Once a PVC is expanded, the ability to automatically expand the file system exposed to a Pod without restarting the pod requires the ExpandInUsePersistentVolumes feature to be enabled on your Kubernetes cluster. For Kubernetes clusters with version 1.15 and higher, this feature is enabled by default. For further details on expanding in-use PVCs, see Resizing an in-use PersistentVolumeClaim.

One-command workflow for disk expansion

On an environment where the volume is automatically expanded and the file system mounted in the pods are automatically resized, you can take this simplest workflow for disk expansion. Edit your configuration file ($VALUES_FILE) and run a single command to apply the new configuration.

The following example expands the disk associated to each broker in a Kafka cluster from 10 GB to 100 GB. You can apply the same approach to any Confluent Platform component:

  1. Update the storage volume in your configuration file ($VALUES_FILE).

    The following example increases the disk for Kafka brokers to 100 Gi.

    kafka:
      volume:
        data0: 100Gi # defaults to 10Gi if this wasn't specified before
    
  2. Apply the change by running the helm upgrade command.

    For example:

    helm upgrade --install kafka \
      ./confluent-operator \
      --values $VALUES_FILE \
      --set kafka.enabled=true \
      --namespace operator
    

For this workflow to be supported, the following must be true of your environment:

  • The StorageClass associated with your Kafka (or other Confluent Platform component) cluster must have set allowVolumeExpansion: true in $VALUES_FILE.

  • The underlying volume type must support expansion.

    At the time of this writing, GCE Persistent Disk, AWS EBS, Azure Disk, and others support expansion, while Host Path and other types of volumes do not.
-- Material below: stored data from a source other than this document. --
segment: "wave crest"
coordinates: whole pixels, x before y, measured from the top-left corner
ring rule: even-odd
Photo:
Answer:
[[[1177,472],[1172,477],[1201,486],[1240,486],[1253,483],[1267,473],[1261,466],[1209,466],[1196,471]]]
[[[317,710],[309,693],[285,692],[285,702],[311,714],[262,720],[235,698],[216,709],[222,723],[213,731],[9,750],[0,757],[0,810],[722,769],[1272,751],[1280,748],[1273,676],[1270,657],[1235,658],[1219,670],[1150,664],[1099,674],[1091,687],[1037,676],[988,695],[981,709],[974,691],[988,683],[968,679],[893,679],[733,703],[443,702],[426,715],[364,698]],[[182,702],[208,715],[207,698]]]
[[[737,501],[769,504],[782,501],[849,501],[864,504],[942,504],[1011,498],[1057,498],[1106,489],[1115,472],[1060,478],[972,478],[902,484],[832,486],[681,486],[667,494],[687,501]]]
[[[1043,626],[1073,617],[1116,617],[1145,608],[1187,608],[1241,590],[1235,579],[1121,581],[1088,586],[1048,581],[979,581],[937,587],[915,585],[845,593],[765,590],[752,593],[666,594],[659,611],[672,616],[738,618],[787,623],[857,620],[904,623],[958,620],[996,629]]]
  • The ExpandInUsePersistentVolumes feature must be enabled on your Kubernetes cluster.

    For Kubernetes clusters with version 1.15 and above, this feature is enabled by default.

Two-command workflow for disk expansion

On an environment only the volume gets automatically expanded, and the file system mounted inside the pod is not resized, e.g. Kubernetes versions lower than 1.15, you need to roll the cluster for the new size to be reflected at the pod’s file-system level in addition to the above workflow:

  1. Update the storage volume in your configuration file ($VALUES_FILE).
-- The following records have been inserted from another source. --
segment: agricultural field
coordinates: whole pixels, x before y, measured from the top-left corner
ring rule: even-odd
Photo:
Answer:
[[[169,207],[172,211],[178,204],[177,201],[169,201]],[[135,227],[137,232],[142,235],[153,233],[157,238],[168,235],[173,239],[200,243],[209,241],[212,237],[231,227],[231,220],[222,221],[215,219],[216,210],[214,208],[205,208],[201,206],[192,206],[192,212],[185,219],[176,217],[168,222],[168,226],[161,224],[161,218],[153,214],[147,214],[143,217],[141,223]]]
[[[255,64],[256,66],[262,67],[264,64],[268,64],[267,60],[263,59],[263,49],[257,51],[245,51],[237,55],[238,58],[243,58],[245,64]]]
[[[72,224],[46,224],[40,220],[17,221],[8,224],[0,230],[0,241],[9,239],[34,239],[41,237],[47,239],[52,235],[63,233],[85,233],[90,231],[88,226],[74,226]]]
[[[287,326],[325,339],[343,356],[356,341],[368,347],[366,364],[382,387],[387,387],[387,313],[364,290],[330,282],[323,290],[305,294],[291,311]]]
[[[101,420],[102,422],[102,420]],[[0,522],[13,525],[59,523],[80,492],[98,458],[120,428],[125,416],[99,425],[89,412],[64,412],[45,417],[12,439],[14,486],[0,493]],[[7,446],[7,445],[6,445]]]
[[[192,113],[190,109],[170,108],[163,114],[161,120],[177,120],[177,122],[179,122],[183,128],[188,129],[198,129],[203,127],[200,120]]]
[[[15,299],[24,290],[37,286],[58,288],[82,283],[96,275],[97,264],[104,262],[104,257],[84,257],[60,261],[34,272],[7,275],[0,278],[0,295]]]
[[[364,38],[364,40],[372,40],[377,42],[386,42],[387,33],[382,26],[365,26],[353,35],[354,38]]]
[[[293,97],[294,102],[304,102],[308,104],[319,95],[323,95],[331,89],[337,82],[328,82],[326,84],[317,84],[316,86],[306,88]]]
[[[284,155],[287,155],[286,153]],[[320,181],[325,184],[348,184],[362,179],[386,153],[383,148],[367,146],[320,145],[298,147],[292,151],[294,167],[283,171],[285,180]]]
    The following example increases the disk for Kafka brokers to 100 Gi.

    kafka:
      volume:
        data0: 100Gi # defaults to 10Gi if this wasn't specified before
    
  2. Apply the change by running the helm upgrade command. For example:

    helm upgrade --install kafka \
      ./confluent-operator \
      --values $VALUES_FILE \
      --set kafka.enabled=true \
      --namespace operator
    
  3. Prepare to trigger Operator to perform a safe rolling restart of your cluster by setting a “dummy” annotation in your configuration file ($VALUES_FILE):

    kafka:
      podAnnotations:
        platform.confluent.io/dummy: "any-string"
    
  4. Apply the change by running the helm upgrade command. For example:

    helm upgrade --install kafka \
      ./confluent-operator \
      --values $VALUES_FILE \
      --set kafka.enabled=true \
      --namespace operator
    

After the cluster has rolled, the expanded disk should now be available to your cluster. At this point, if you want to remove the “dummy” annotation, remove the annotation from your configuration file ($VALUES_FILE) and apply the change using the helm upgrade command. Note that doing so will safely roll your cluster again.
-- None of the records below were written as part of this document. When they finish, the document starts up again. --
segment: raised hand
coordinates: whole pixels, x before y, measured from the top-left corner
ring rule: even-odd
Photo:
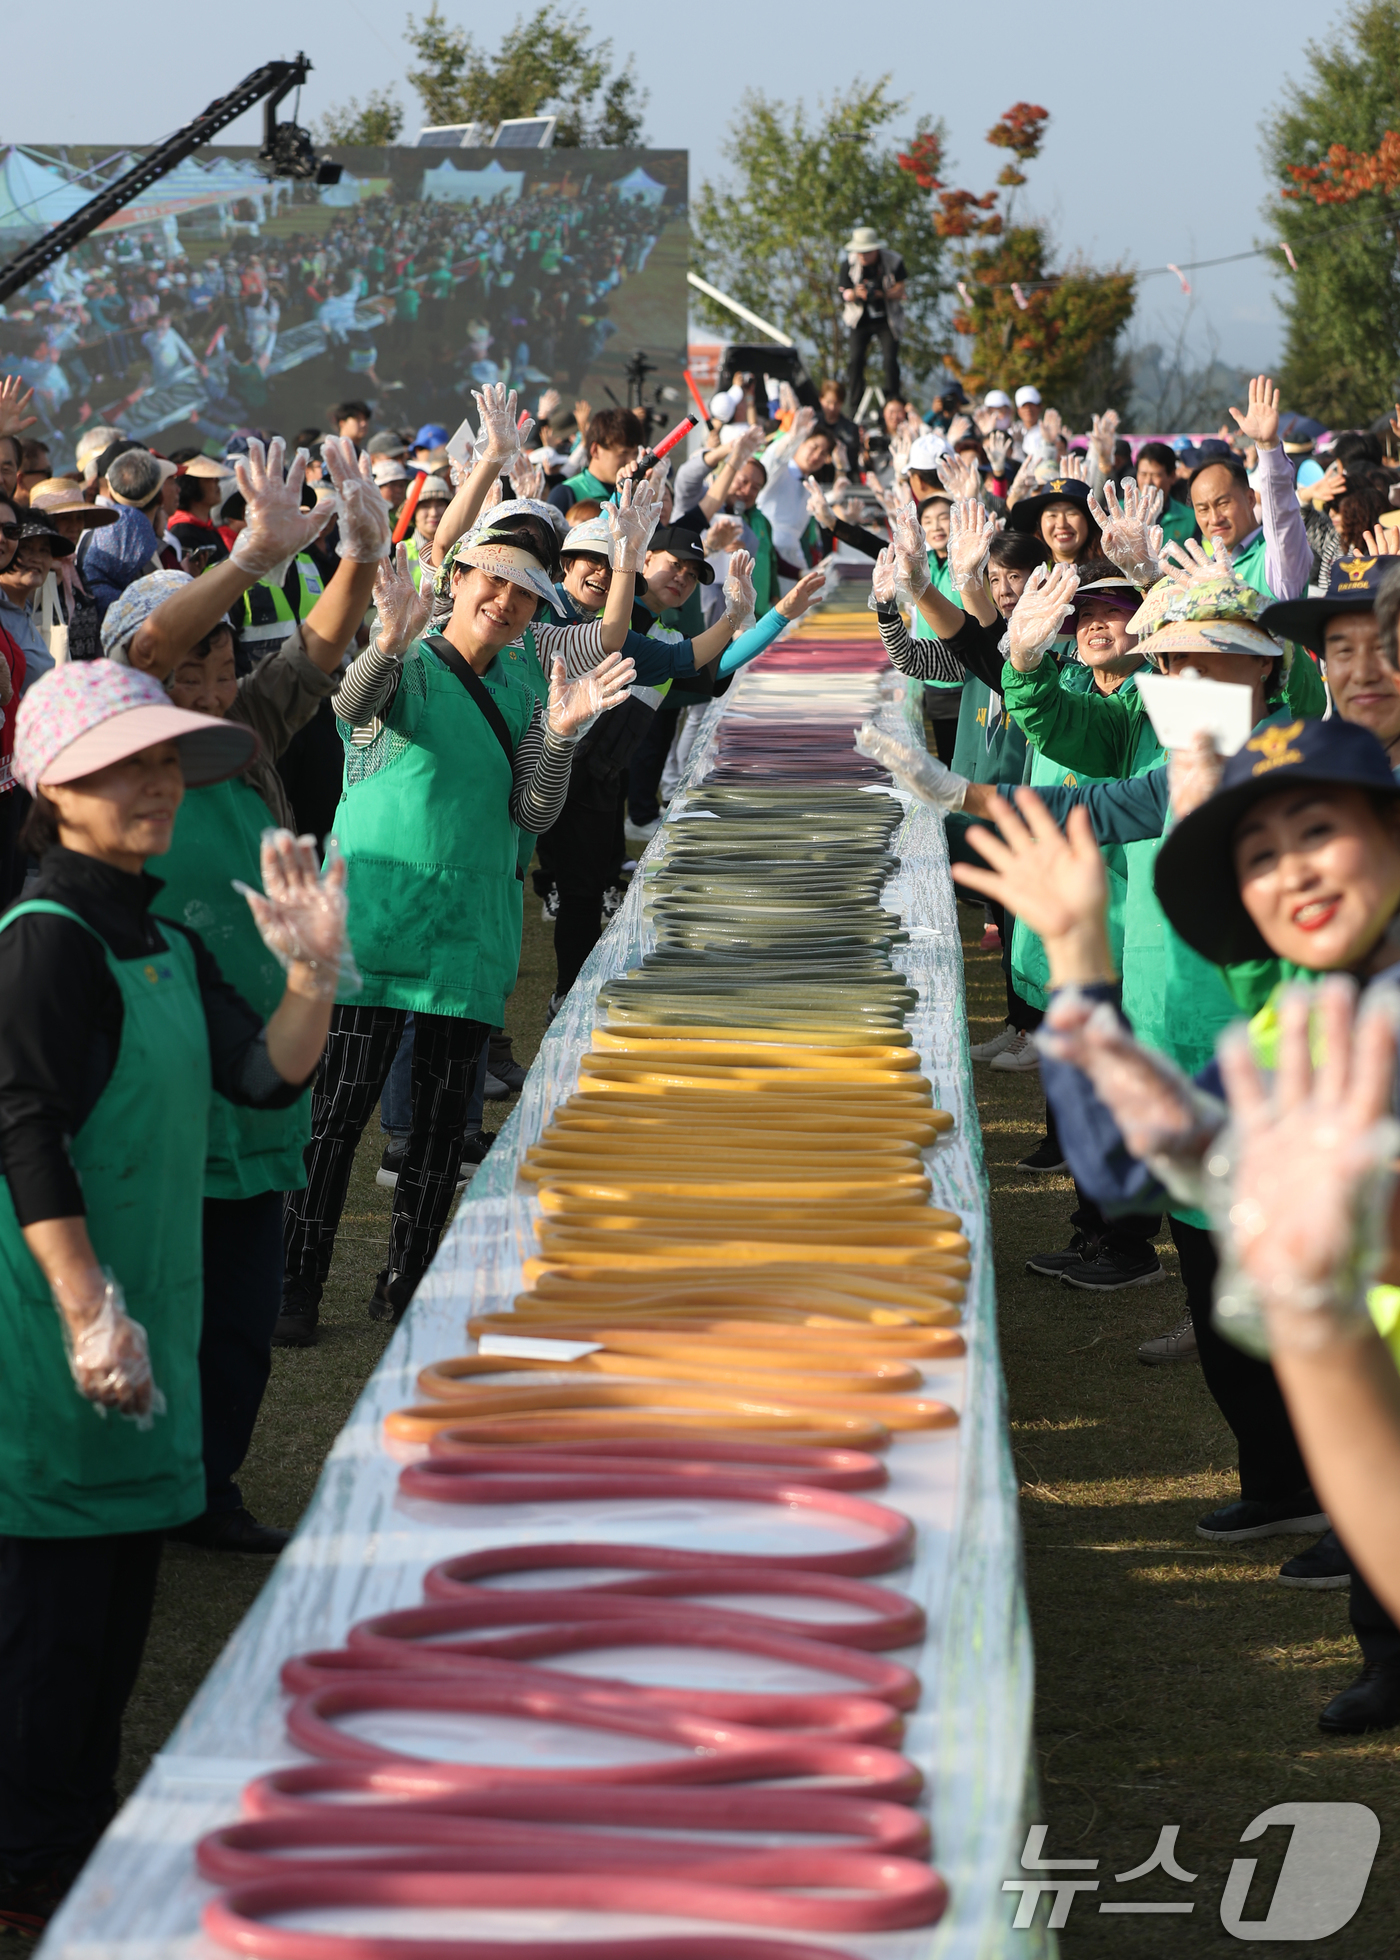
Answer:
[[[1015,476],[1007,485],[1006,508],[1010,510],[1011,506],[1020,498],[1031,496],[1035,491],[1035,483],[1035,458],[1033,456],[1027,456],[1025,462],[1022,463],[1020,469],[1017,470]]]
[[[1374,531],[1363,531],[1361,549],[1368,558],[1400,556],[1400,525],[1378,524]]]
[[[615,572],[635,572],[646,557],[647,545],[661,516],[664,483],[657,485],[646,477],[632,478],[618,485],[617,502],[605,504],[603,515],[612,538]]]
[[[1041,413],[1040,426],[1048,442],[1058,443],[1065,432],[1065,418],[1058,408],[1047,408]]]
[[[972,417],[955,415],[944,433],[944,441],[950,449],[956,449],[964,436],[972,434]]]
[[[264,946],[287,969],[288,985],[311,1000],[334,1000],[338,993],[358,991],[359,975],[345,937],[345,860],[334,843],[323,870],[314,837],[265,830],[262,881],[261,892],[239,879],[234,890],[247,899]]]
[[[877,728],[873,721],[862,722],[856,730],[856,750],[888,769],[921,803],[932,804],[935,810],[961,810],[968,791],[967,777],[955,774],[927,750],[901,741],[888,729]]]
[[[321,461],[335,486],[335,514],[340,521],[336,554],[357,565],[372,565],[393,550],[393,515],[379,494],[368,455],[357,456],[353,442],[327,436]]]
[[[946,449],[938,459],[938,481],[950,497],[980,497],[982,472],[975,456],[958,456]]]
[[[544,471],[532,463],[522,449],[510,466],[510,487],[517,497],[539,499],[544,495]]]
[[[984,505],[967,497],[953,505],[948,519],[948,571],[957,591],[982,583],[996,534],[996,519]]]
[[[893,606],[898,604],[898,570],[899,561],[895,557],[894,547],[892,545],[886,545],[879,557],[875,560],[874,569],[870,574],[870,590],[876,605]]]
[[[1047,944],[1102,935],[1108,879],[1087,811],[1071,810],[1062,831],[1034,790],[1019,789],[1014,808],[997,799],[994,821],[995,831],[969,833],[991,869],[955,865],[958,883],[998,900]]]
[[[1212,538],[1211,544],[1214,557],[1209,557],[1195,538],[1180,542],[1169,539],[1157,554],[1157,569],[1183,591],[1190,585],[1202,585],[1207,579],[1226,578],[1230,573],[1230,547],[1220,538]]]
[[[1073,483],[1089,481],[1089,466],[1077,449],[1071,449],[1055,466],[1057,476],[1067,476]]]
[[[1225,758],[1203,729],[1191,737],[1189,749],[1173,749],[1167,757],[1172,815],[1180,823],[1214,796],[1225,773]]]
[[[327,438],[328,442],[334,440],[334,437]],[[248,454],[240,456],[233,466],[233,474],[243,495],[245,519],[229,556],[240,570],[255,579],[266,577],[279,565],[285,565],[295,558],[299,551],[305,551],[320,537],[336,514],[336,505],[329,498],[317,504],[314,510],[302,509],[301,486],[306,475],[306,451],[298,450],[296,461],[284,481],[282,459],[285,453],[286,445],[281,436],[272,438],[266,454],[257,437],[250,436]],[[380,509],[387,510],[377,491],[375,496]]]
[[[627,690],[637,678],[637,664],[625,654],[610,653],[586,674],[571,681],[564,663],[556,658],[549,682],[549,710],[546,721],[555,735],[582,735],[609,708],[627,699]]]
[[[1162,549],[1162,527],[1157,519],[1161,512],[1161,491],[1139,490],[1131,481],[1123,485],[1121,508],[1111,482],[1104,484],[1102,505],[1092,493],[1089,497],[1089,515],[1103,533],[1105,558],[1144,590],[1160,576],[1157,554]]]
[[[526,420],[517,428],[516,418],[520,406],[515,390],[509,393],[503,381],[488,381],[480,390],[473,388],[472,400],[476,412],[481,417],[481,434],[477,438],[476,460],[491,462],[500,469],[506,466],[525,447],[534,423]]]
[[[535,420],[543,428],[564,397],[557,388],[546,388],[535,405]]]
[[[836,513],[826,500],[826,492],[812,476],[807,478],[807,508],[824,531],[836,529]]]
[[[987,452],[987,461],[992,466],[993,476],[1005,476],[1006,466],[1011,461],[1011,438],[1005,429],[993,429],[982,447]]]
[[[433,616],[432,581],[425,578],[421,592],[413,583],[406,544],[381,561],[374,575],[374,603],[379,611],[375,637],[381,653],[405,654],[415,640],[422,639]]]
[[[797,397],[793,396],[796,403]],[[792,418],[792,433],[799,443],[804,443],[817,426],[817,411],[814,408],[799,408]]]
[[[38,416],[24,412],[33,399],[34,390],[26,388],[17,374],[7,374],[0,381],[0,436],[17,436],[33,428]]]
[[[1267,374],[1259,374],[1249,384],[1249,406],[1244,414],[1237,408],[1230,410],[1240,434],[1256,449],[1278,447],[1278,404],[1278,389]]]
[[[1036,1046],[1082,1069],[1140,1162],[1199,1160],[1220,1127],[1218,1108],[1174,1062],[1144,1048],[1106,1001],[1063,988],[1046,1009]]]
[[[778,600],[773,608],[774,612],[780,612],[784,619],[801,619],[803,613],[810,607],[816,605],[818,599],[822,598],[826,592],[826,565],[828,562],[824,561],[818,565],[815,571],[804,572],[796,585],[792,586]],[[729,588],[726,585],[725,591],[728,592],[728,590]]]
[[[912,504],[906,504],[891,516],[890,541],[894,545],[904,582],[909,587],[911,597],[917,600],[921,593],[928,591],[932,579],[928,568],[928,543]]]
[[[1073,565],[1037,565],[1026,580],[1007,629],[1007,650],[1019,673],[1034,673],[1058,637],[1079,590]]]
[[[1118,411],[1106,408],[1089,425],[1089,442],[1105,476],[1113,468],[1113,445],[1118,440]]]
[[[127,1313],[121,1287],[96,1266],[49,1284],[79,1395],[149,1429],[153,1416],[164,1415],[165,1397],[151,1374],[146,1330]]]
[[[743,535],[744,527],[738,518],[721,511],[705,533],[705,556],[712,558],[717,552],[737,550]]]
[[[724,616],[740,633],[753,619],[757,594],[753,583],[753,553],[736,551],[724,580]]]
[[[1400,1148],[1389,1114],[1398,1015],[1393,987],[1372,988],[1359,1019],[1349,979],[1334,975],[1316,993],[1290,987],[1272,1086],[1243,1029],[1219,1043],[1231,1129],[1208,1164],[1224,1186],[1212,1210],[1232,1237],[1275,1348],[1321,1347],[1368,1324],[1366,1287],[1386,1250]]]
For this workflow to be supported, the following must be true of your environment:

  • The StorageClass associated with your Kafka (or other Confluent Platform component) cluster must have set allowVolumeExpansion: true.

  • The underlying volume type must support expansion.

    At the time of this writing, GCE Persistent Disk, AWS EBS, Azure Disk, and others support expansion, while Host Path and other types of volumes do not. Refer to the storage provider’s documentation to check.

Scale down disks

Scaling down disks is not supported in the current version of Confluent Operator.